Kashim Ibrahim Way in the heart of Maiduguri is free from traffic on December 2, 2013. Overnight attacks by Boko Haram Islamists forced authorities to impose a total ban on movements in Maiduguri, northern Nigeria, on Monday, with no air traffic allowed in or out of embattled Borno state. AFP/Getty Images

MAIDUGURI, Nigeria - Hundreds of Islamic militants in trucks and a stolen armored personnel carrier attacked an air force base and international airport on the outskirts of a Nigerian city before dawn Monday, officials and witnesses said, possibly leaving scores of people dead in one of the insurgent group's most daring attacks.

A military official who was at the base said he saw three aircraft and several vehicles hit in the attack. The state government quickly ordered everyone to stay home and extended a night-time curfew to 24 hours in Maiduguri, the city near the air base which is also the birthplace of the extremist Boko Haram movement.
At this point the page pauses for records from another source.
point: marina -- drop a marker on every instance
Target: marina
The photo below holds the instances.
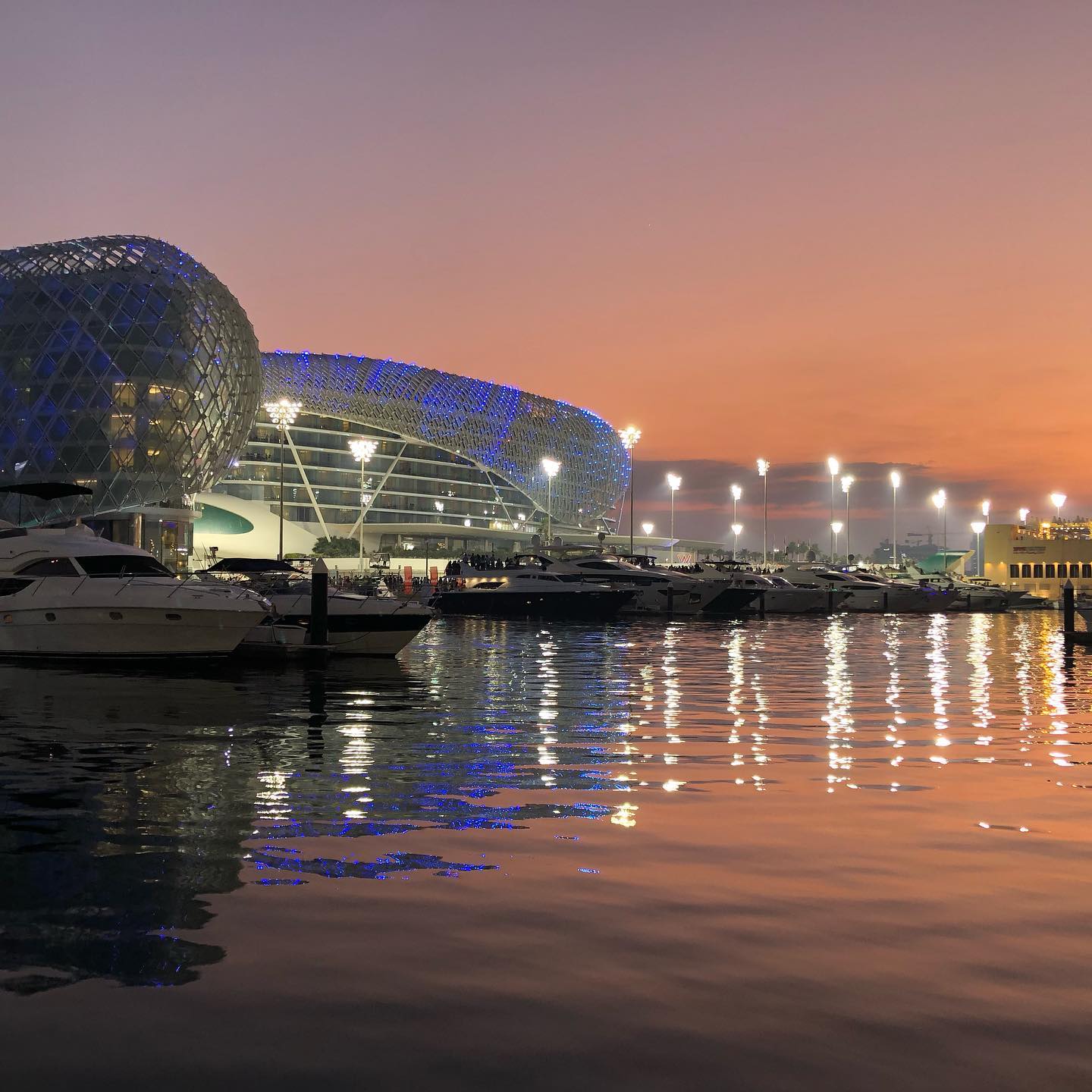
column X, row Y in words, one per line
column 545, row 548
column 739, row 824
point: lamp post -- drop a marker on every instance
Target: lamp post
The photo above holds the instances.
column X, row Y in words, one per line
column 674, row 482
column 833, row 466
column 764, row 469
column 940, row 499
column 896, row 482
column 977, row 526
column 629, row 436
column 362, row 450
column 283, row 413
column 551, row 466
column 848, row 481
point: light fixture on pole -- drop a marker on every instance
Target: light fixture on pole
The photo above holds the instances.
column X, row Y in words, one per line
column 674, row 482
column 940, row 499
column 283, row 414
column 896, row 482
column 551, row 466
column 629, row 437
column 833, row 466
column 764, row 469
column 977, row 526
column 848, row 481
column 362, row 450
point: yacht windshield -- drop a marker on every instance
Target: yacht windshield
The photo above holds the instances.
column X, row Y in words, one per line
column 123, row 565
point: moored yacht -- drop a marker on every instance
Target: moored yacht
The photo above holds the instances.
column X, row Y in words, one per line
column 372, row 625
column 869, row 592
column 66, row 592
column 655, row 591
column 771, row 593
column 970, row 595
column 528, row 593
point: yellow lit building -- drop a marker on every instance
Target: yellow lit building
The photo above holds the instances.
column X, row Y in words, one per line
column 1039, row 558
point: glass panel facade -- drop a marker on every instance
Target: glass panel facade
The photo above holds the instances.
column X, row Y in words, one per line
column 124, row 366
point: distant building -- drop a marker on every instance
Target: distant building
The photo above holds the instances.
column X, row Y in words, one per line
column 1039, row 558
column 457, row 466
column 128, row 369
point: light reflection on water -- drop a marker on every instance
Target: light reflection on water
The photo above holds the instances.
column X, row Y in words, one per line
column 762, row 838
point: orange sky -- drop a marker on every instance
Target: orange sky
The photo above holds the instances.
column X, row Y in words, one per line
column 752, row 228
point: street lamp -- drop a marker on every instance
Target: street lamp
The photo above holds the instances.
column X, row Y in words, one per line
column 362, row 450
column 977, row 526
column 940, row 499
column 833, row 468
column 764, row 469
column 283, row 413
column 551, row 466
column 674, row 482
column 629, row 436
column 848, row 481
column 896, row 482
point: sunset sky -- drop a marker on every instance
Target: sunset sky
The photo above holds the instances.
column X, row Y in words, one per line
column 752, row 228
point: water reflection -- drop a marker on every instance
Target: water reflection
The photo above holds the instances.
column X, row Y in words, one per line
column 127, row 804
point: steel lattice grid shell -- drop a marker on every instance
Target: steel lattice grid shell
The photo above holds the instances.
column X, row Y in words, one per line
column 124, row 365
column 501, row 428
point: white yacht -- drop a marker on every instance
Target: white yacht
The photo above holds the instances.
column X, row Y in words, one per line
column 771, row 593
column 869, row 592
column 655, row 591
column 66, row 592
column 357, row 625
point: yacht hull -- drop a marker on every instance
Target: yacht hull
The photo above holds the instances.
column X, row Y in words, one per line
column 519, row 604
column 121, row 632
column 356, row 626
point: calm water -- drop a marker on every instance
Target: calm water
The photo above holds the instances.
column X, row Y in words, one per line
column 794, row 854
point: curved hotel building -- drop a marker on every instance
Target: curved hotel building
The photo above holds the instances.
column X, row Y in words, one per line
column 128, row 369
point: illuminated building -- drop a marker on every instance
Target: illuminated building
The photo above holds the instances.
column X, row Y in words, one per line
column 457, row 461
column 1039, row 558
column 128, row 369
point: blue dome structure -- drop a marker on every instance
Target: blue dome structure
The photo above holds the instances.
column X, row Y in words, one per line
column 124, row 366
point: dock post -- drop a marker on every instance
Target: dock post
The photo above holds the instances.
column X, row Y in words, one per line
column 320, row 606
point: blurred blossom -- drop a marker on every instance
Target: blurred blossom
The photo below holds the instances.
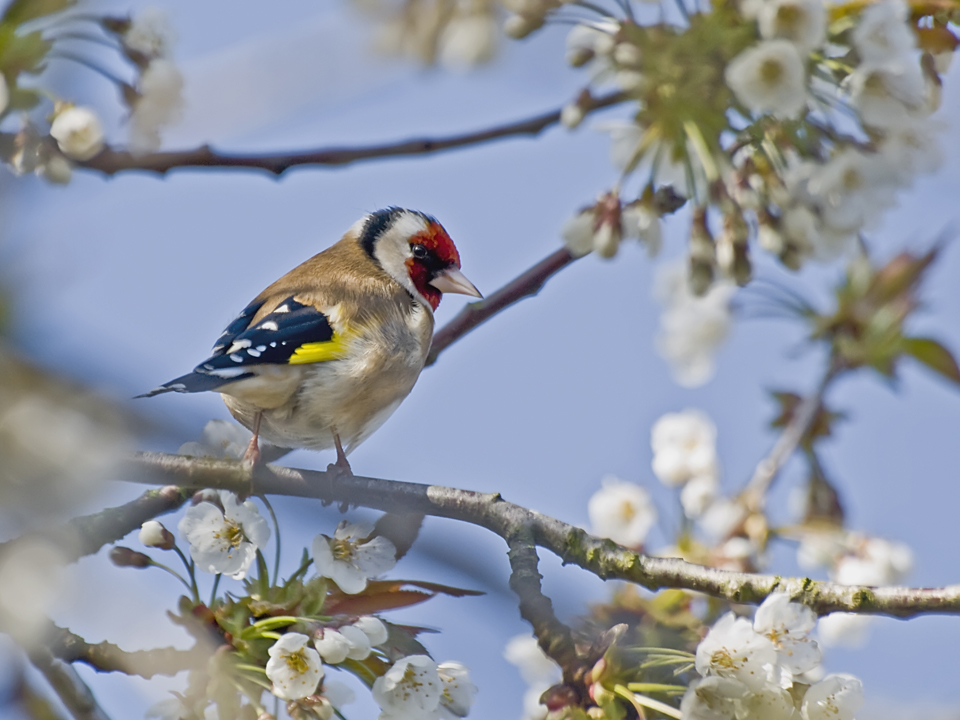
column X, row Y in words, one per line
column 159, row 104
column 58, row 440
column 294, row 668
column 836, row 697
column 692, row 328
column 538, row 670
column 224, row 540
column 409, row 690
column 350, row 559
column 684, row 447
column 31, row 581
column 78, row 132
column 621, row 511
column 848, row 630
column 769, row 78
column 220, row 439
column 150, row 33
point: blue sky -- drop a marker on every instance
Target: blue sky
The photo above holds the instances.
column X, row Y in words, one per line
column 125, row 282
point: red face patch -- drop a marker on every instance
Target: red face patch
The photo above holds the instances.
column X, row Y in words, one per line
column 440, row 254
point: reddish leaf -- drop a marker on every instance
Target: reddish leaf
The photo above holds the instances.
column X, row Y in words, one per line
column 367, row 604
column 934, row 355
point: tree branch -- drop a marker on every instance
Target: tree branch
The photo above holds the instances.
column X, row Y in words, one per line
column 107, row 657
column 603, row 558
column 69, row 686
column 86, row 535
column 800, row 424
column 554, row 637
column 526, row 284
column 111, row 162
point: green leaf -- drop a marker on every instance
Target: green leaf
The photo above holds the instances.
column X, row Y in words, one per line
column 21, row 53
column 20, row 11
column 934, row 355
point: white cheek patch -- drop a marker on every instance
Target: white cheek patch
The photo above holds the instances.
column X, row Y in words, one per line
column 392, row 249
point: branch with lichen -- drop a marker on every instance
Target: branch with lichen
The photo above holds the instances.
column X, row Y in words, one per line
column 571, row 544
column 110, row 161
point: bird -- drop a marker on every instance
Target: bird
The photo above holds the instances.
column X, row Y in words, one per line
column 323, row 356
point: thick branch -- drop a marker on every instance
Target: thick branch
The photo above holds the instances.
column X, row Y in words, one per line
column 111, row 162
column 554, row 637
column 107, row 657
column 524, row 285
column 86, row 535
column 603, row 558
column 69, row 686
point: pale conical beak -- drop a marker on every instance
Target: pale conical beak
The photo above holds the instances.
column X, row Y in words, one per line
column 454, row 281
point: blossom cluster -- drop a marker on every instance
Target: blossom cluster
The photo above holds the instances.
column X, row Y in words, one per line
column 767, row 668
column 76, row 133
column 225, row 537
column 762, row 141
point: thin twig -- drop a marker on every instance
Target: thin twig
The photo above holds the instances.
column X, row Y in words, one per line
column 525, row 285
column 68, row 685
column 804, row 416
column 84, row 536
column 554, row 637
column 111, row 161
column 107, row 657
column 571, row 544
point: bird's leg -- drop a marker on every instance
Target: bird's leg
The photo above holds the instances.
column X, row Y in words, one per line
column 252, row 455
column 341, row 465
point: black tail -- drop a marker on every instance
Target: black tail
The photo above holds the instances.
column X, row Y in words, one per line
column 193, row 382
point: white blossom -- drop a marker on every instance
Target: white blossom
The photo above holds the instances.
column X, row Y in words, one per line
column 468, row 39
column 374, row 629
column 349, row 559
column 538, row 671
column 219, row 439
column 294, row 667
column 458, row 691
column 713, row 698
column 882, row 35
column 769, row 78
column 150, row 33
column 684, row 447
column 849, row 630
column 224, row 541
column 692, row 328
column 786, row 624
column 621, row 511
column 160, row 103
column 733, row 650
column 78, row 132
column 802, row 22
column 836, row 697
column 887, row 95
column 410, row 690
column 332, row 645
column 640, row 222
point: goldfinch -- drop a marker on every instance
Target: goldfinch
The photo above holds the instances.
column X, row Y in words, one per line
column 323, row 356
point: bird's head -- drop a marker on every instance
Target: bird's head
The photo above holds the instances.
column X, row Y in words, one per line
column 415, row 250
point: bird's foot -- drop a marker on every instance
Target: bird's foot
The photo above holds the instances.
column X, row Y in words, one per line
column 252, row 455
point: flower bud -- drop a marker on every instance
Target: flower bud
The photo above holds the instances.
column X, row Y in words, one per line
column 154, row 534
column 125, row 557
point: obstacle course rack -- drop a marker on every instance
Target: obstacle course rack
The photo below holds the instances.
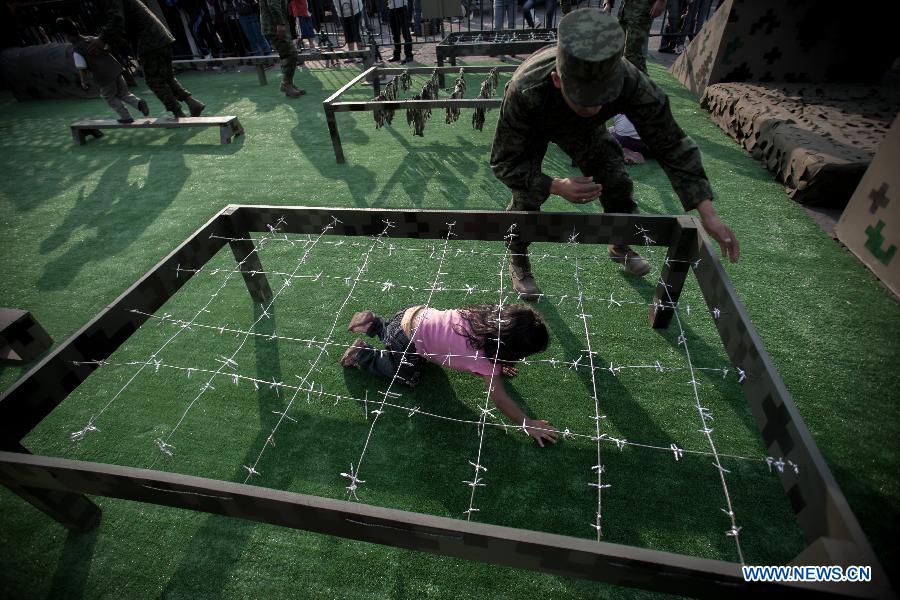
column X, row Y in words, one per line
column 57, row 486
column 374, row 75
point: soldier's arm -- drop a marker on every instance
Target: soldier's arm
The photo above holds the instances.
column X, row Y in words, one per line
column 647, row 106
column 516, row 153
column 112, row 28
column 648, row 109
column 277, row 12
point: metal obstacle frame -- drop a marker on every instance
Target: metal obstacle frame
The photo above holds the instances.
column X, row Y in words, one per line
column 57, row 486
column 374, row 75
column 486, row 43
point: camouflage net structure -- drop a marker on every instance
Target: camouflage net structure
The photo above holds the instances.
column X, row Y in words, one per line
column 488, row 87
column 818, row 139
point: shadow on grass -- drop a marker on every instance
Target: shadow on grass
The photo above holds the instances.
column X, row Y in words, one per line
column 117, row 211
column 215, row 549
column 74, row 565
column 637, row 511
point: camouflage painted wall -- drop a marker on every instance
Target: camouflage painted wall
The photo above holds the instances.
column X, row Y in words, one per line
column 41, row 72
column 793, row 41
column 818, row 139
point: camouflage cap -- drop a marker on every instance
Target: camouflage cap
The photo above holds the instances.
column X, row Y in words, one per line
column 589, row 56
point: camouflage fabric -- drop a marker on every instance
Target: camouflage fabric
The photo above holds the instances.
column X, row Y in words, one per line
column 160, row 78
column 534, row 113
column 130, row 21
column 273, row 13
column 288, row 55
column 634, row 17
column 589, row 48
column 104, row 67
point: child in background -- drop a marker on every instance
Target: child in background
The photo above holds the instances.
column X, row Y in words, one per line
column 107, row 73
column 633, row 146
column 463, row 339
column 305, row 30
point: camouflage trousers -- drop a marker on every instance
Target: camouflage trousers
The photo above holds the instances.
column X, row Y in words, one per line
column 160, row 77
column 288, row 55
column 634, row 17
column 597, row 155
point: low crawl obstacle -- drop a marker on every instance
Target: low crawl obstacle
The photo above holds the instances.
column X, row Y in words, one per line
column 263, row 62
column 491, row 43
column 229, row 126
column 419, row 106
column 59, row 486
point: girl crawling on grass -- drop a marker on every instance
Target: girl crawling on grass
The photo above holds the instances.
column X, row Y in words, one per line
column 464, row 339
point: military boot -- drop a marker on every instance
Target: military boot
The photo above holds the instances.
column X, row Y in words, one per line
column 523, row 280
column 290, row 90
column 633, row 262
column 196, row 107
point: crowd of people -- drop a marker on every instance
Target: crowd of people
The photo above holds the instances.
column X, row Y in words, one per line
column 215, row 28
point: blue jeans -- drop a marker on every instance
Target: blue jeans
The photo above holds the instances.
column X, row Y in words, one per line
column 499, row 7
column 253, row 32
column 400, row 360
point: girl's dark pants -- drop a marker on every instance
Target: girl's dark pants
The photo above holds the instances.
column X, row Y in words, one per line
column 399, row 356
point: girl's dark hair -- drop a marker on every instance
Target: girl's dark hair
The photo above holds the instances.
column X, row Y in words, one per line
column 66, row 26
column 522, row 331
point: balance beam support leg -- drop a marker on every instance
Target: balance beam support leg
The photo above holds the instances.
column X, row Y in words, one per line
column 335, row 136
column 244, row 251
column 673, row 272
column 74, row 511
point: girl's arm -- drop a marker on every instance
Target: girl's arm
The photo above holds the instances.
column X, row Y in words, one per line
column 538, row 429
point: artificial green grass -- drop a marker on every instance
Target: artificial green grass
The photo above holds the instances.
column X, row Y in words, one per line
column 83, row 223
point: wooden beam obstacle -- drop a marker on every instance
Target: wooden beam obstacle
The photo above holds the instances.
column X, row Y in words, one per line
column 229, row 126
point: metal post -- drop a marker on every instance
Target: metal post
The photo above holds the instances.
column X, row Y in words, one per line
column 249, row 264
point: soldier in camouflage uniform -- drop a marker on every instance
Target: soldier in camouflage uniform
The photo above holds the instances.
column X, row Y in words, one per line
column 565, row 94
column 130, row 21
column 275, row 21
column 636, row 17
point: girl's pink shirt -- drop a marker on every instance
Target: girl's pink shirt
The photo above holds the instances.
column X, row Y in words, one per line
column 437, row 340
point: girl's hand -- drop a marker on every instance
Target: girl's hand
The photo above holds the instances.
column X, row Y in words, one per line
column 541, row 431
column 509, row 371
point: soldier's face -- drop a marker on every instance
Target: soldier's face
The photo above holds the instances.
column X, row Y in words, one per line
column 585, row 112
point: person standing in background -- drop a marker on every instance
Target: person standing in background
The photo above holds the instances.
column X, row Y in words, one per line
column 636, row 17
column 276, row 26
column 303, row 21
column 130, row 21
column 399, row 20
column 350, row 12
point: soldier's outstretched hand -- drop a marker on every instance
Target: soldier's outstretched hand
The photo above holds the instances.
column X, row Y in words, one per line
column 715, row 227
column 95, row 46
column 577, row 190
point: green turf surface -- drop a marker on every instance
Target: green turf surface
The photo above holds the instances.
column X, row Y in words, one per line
column 82, row 223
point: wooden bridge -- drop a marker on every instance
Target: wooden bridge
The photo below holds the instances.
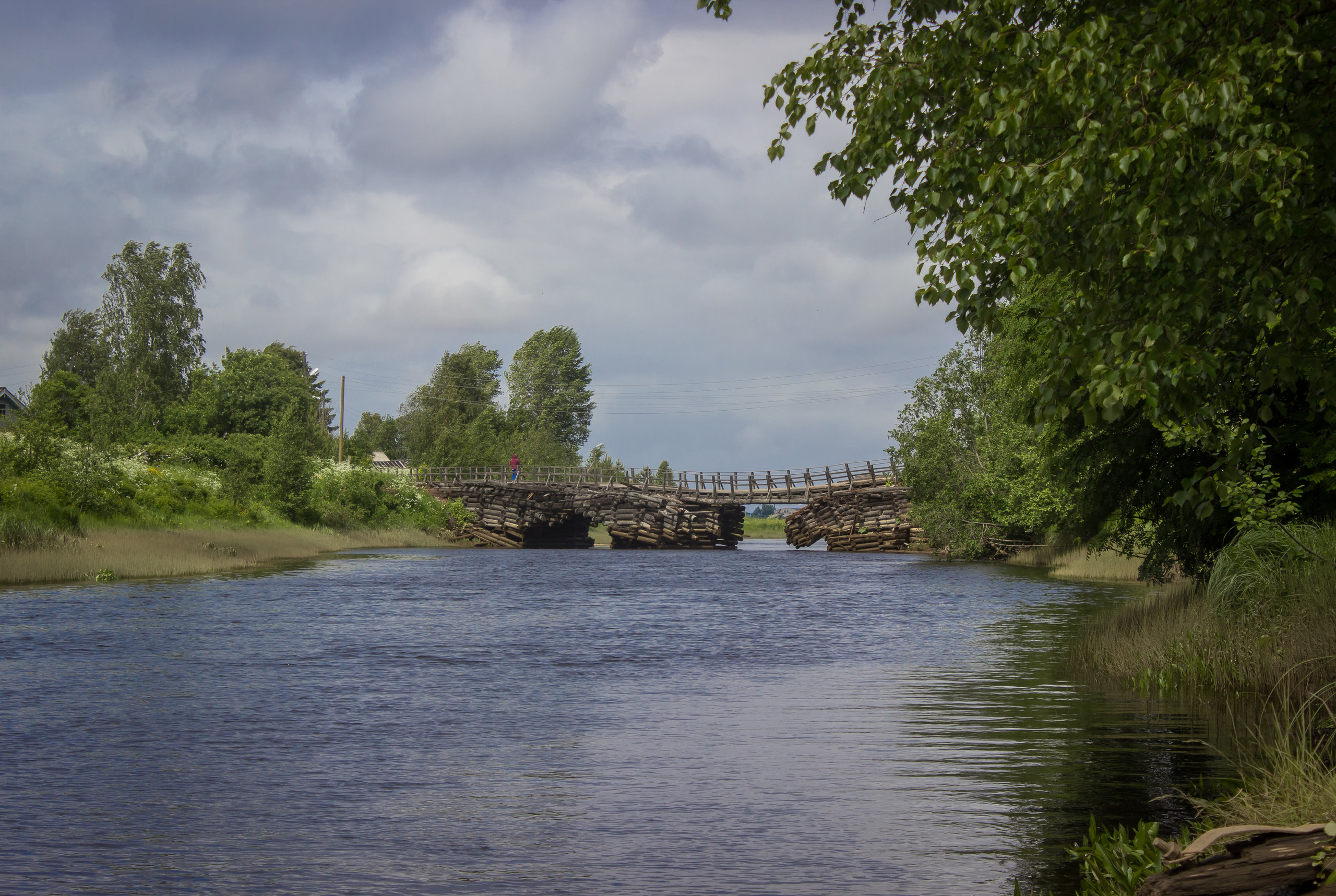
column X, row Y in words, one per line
column 766, row 486
column 550, row 507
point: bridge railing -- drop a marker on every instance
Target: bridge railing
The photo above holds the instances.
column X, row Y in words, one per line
column 753, row 484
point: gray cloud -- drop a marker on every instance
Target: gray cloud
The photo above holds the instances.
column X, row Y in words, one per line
column 380, row 183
The militants also attacked Maiduguri International Airport, the official said, and airlines reported it has been closed. International flights to Maiduguri stopped months ago but domestic flights had continued.

Explosions and automatic gunfire could be heard across the northeastern city from around 2:30 a.m. when the insurgents launched the attack with screams of "Allahu akbar," or "God is great."

Government and military officials said scores of people may be dead. Reporters saw military ambulances ferrying bodies to the hospital morgue.

Civilians living around the military base, which is off a main road, said they saw bodies with slit throats and corpses of insurgents burning in vehicles.

The witnesses and officials spoke only on condition of anonymity for security reasons.

The attack comes a week after the military bombarded forest hideouts of the Boko Haram terrorist network near the border with Cameroon with air strikes and ground assaults.

One military officer put the number of attackers at around 500. It was unclear how such a large convoy could move undetected at night in an area under curfew, though the insurgents have seized many military vehicles and arms at the scenes of other attacks and witnesses have said they sometimes wear the same military fatigues as the Nigerian army.

President Goodluck Jonathan imposed a state of emergency in May in three states, acknowledging the insurgents had seized control of many towns and villages, and flooded the area with security forces. The military quickly forced the militants out of urban centers but have appeared unable to halt attacks on soft targets like schools, remote villages and major highways where they set up impromptu roadblocks.

Last week, army spokesmen said troops are increasing security and deploying to border villages amid fears of attacks over the Christmas holidays and that the insurgency has spread to neighboring Niger, Cameroon and Chad. Boko Haram militants have claimed last month's kidnapping of a French priest in northern Cameroon, who had given refuge to Nigerian Christian refugees from the insurgency.

Hundreds of residents have fled Maiduguri, capital of Borno state, according to witnesses. Residents at the Borno state border with Adamawa state said more than 1,000 people, mainly women children and the elderly, are at the state border where they appear to feel safer.

The Islamic extremist uprising began in 2009, has killed thousands and threatens the security and cohesion of Africa's biggest oil producer and its most populous nation, with more than 160 million people, divided between the mainly Christian south and the predominantly Muslim north.

The extremists say they want to impose Islamic rule across all Nigeria.

In one of the group's highest-profile attacks, a Boko Haram member detonated a car bomb at the United Nations main offices in Nigeria's capital, Abuja, on Aug. 26, 2011, killing 25 people and wounding more than 100 others. The United States last month designated Boko Haram a terrorist organization.